Minggu, 20 September 2026 | 05:03:00 WIB
KAI Tambah 4 Jadwal KRL Bogor Line, Frekuensi Normal 1.065 Perjalanan

INVESTASIMEDIA.COM — PT KAI Commuter menambah empat jadwal perjalanan KRL lintas Bogor mulai Senin, 21 September 2026, setelah satu rangkaian kereta iE305 selesai menjalani perawatan. Penambahan ini mengembalikan frekuensi operasional seluruh lintas ke angka normal 1.065 perjalanan per hari.

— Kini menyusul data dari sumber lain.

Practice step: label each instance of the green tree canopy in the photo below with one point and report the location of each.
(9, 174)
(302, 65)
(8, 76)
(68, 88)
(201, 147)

Dengan tambahan tersebut, total frekuensi operasional di seluruh lintas kembali normal ke 1.065 perjalanan per hari. Sebelumnya, jumlah perjalanan sempat berkurang menjadi 1.061 sejak 10 September lalu.

Lintas Terpadat dengan 492 Ribu Penumpang Harian

Lintas Bogor merupakan jalur terpadat dengan catatan harian lebih dari 492 ribu penumpang sebelum pemeliharaan kereta berlangsung. Selama masa perawatan, volume penumpang harian merosot hingga 10,6 persen ke rata-rata 440 ribu orang per hari.

Lewat rekayasa pola operasi dan selesainya perawatan satu trainset, volume angkutan berangsur pulih ke angka 454 ribu penumpang. KAI Commuter menargetkan angkutan kembali optimal seiring tuntasnya sisa enam rangkaian kereta lainnya secara bertahap hingga awal Oktober 2026.

Bea Cukai Gagalkan Penyelundupan 334,5 Kg Emas

Kementerian Keuangan mencatat kinerja pengawasan komoditas bernilai tinggi melalui Direktorat Jenderal Bea dan Cukai (DJBC). Hingga 14 September 2026, DJBC melakukan penindakan hukum sebanyak 74 kali dengan total barang bukti emas yang disita mencapai 334,5 kilogram.

Upaya penyelundupan itu mencakup berbagai instrumen fisik, mulai dari emas batangan, perhiasan, hingga serbuk emas yang hendak diekspor secara ilegal. Modus ini dipakai untuk menghindari kewajiban kepabeanan sekaligus mengamankan penerimaan negara.

Khusus sepanjang September 2026, operasi penindakan intensif di empat bandara internasional utama berhasil mengamankan lebih dari 29 kilogram emas. Keempat bandara tersebut adalah Kualanamu, Soekarno-Hatta, I Gusti Ngurah Rai, dan Sam Ratulangi.

Nilai taksiran barang bukti dari operasi bandara ini diestimasi mencapai Rp 73,3 miliar. Melalui penggagalan penyelundupan tersebut, Bea Cukai menyelamatkan potensi kerugian negara dari sektor penerimaan yang hilang sebesar Rp 8,5 miliar.

Pengawasan Berbasis Intelijen

DJBC memperkuat instrumen pengawasan berbasis analisis intelijen untuk mengimbangi modus penyelundupan yang kian dinamis. Langkah ini menjadi kunci menjaga penerimaan negara dari komoditas bernilai tinggi seperti emas.

Bagi penumpang KRL, normalisasi jadwal lintas Bogor berarti waktu tunggu kembali seperti semula. Sementara bagi pelaku usaha ekspor-impor, pengetatan pengawasan emas menjadi sinyal bahwa celah kepabeanan terus dipersempit.